Education stakeholders' expectations high with Buhari victory


Education stakeholders' expectations high with Buhari victory

The first step to arrest this situation is re-orientation or re-branding. Students should study hard to get their high grades and not through briberysorting, or other kinds of examination malpractice and corruption.”


Stakeholders in the education sector have very high expectations following General Mohammadu Buhari’s victory in the March 28, 2015 presidential election by INEC. The President elect, had, during his campaign, promised to restore the past glory of education in Nigeria and instill discipline in all schools.
He said: “The first step to arrest this situation is re-orientation or re-branding.
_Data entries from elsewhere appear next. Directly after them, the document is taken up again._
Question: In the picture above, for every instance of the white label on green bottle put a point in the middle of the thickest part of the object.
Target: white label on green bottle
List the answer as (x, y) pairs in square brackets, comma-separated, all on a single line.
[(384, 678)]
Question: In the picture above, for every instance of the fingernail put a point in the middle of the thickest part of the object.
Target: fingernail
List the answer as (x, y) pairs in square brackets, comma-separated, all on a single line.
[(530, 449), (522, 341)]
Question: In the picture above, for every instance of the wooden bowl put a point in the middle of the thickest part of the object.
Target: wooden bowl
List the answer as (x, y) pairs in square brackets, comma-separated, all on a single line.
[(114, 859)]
Students should study hard to get their high grades and not through bribery vis-à-vis sorting, or other kinds of examination malpractice and corruption.”
Buhari also vowed to evolve creative solutions to address some of the challenges in the sector. During his campaign in Abuja, he listed the challenges facing the sector as underfunding, indiscipline, shortage of qualified teachers, corruption and lack of trained teachers. He lamented that: “Schools can no longer set targets for admission to conform to their facilities due to corrupt practices. The government has the responsibility of safeguarding the rights of its children to sound education and should be vigilant over the ability of the teachers and the standard of teaching.”
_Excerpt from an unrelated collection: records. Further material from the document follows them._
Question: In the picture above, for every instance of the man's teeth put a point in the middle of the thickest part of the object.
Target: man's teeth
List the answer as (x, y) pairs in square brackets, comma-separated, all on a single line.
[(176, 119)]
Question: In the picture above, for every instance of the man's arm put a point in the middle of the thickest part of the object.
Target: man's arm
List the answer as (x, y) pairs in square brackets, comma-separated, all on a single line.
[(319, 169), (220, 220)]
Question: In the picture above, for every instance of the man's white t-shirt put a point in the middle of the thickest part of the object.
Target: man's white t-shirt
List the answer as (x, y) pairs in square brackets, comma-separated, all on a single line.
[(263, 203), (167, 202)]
He also promised that if elected, free education, free meals in schools, decent accommodation and involvement of teachers in school-related decisions, will be implemented.  Buhari also promised to provide allowances to discharged but unemployed Youth Corps members for 12 months while in the skills and entrepreneurial development programmes. If the aforementioned promises are to be implemented by the President-Elect, the quality of the would be education minister as suggested by stakeholders must be holistic to be able to drive the sector.
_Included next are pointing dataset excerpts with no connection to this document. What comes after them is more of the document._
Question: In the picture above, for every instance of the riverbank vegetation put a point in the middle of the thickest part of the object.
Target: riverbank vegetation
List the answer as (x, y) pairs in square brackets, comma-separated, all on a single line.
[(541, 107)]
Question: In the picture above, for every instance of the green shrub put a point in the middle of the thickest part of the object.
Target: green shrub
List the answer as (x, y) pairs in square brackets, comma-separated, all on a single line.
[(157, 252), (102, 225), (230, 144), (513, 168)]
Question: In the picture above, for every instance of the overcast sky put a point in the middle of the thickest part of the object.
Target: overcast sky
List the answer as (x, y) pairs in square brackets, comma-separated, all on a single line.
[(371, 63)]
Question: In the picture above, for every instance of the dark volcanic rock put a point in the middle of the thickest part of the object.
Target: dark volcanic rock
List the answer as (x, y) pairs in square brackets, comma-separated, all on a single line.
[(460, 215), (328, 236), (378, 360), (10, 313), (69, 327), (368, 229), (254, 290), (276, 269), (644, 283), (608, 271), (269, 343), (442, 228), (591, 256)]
Speaking on the need to get a round peg in a round hole, Professor Oyesoji Aremu, Department of Guidance & Counselling, University of Ibadan, said: “Like any venture, the philosophy behind governance is for the people to feel the impact. The incoming administration of Gen. Buhari has a lot of expectations the people need to met, within and outside the country.
The Deputy Director Academics (Distance Learning Centre) U.I also pointed out that one big area of expectation from Buhari’s administration in education sector. He said: ‘’As the slogan of the party that is bringing him to power depicts, people expect a significant change in education at all levels adding, to drive the change, the General turned Democrat needs to look for the right personality to handle the industry.’’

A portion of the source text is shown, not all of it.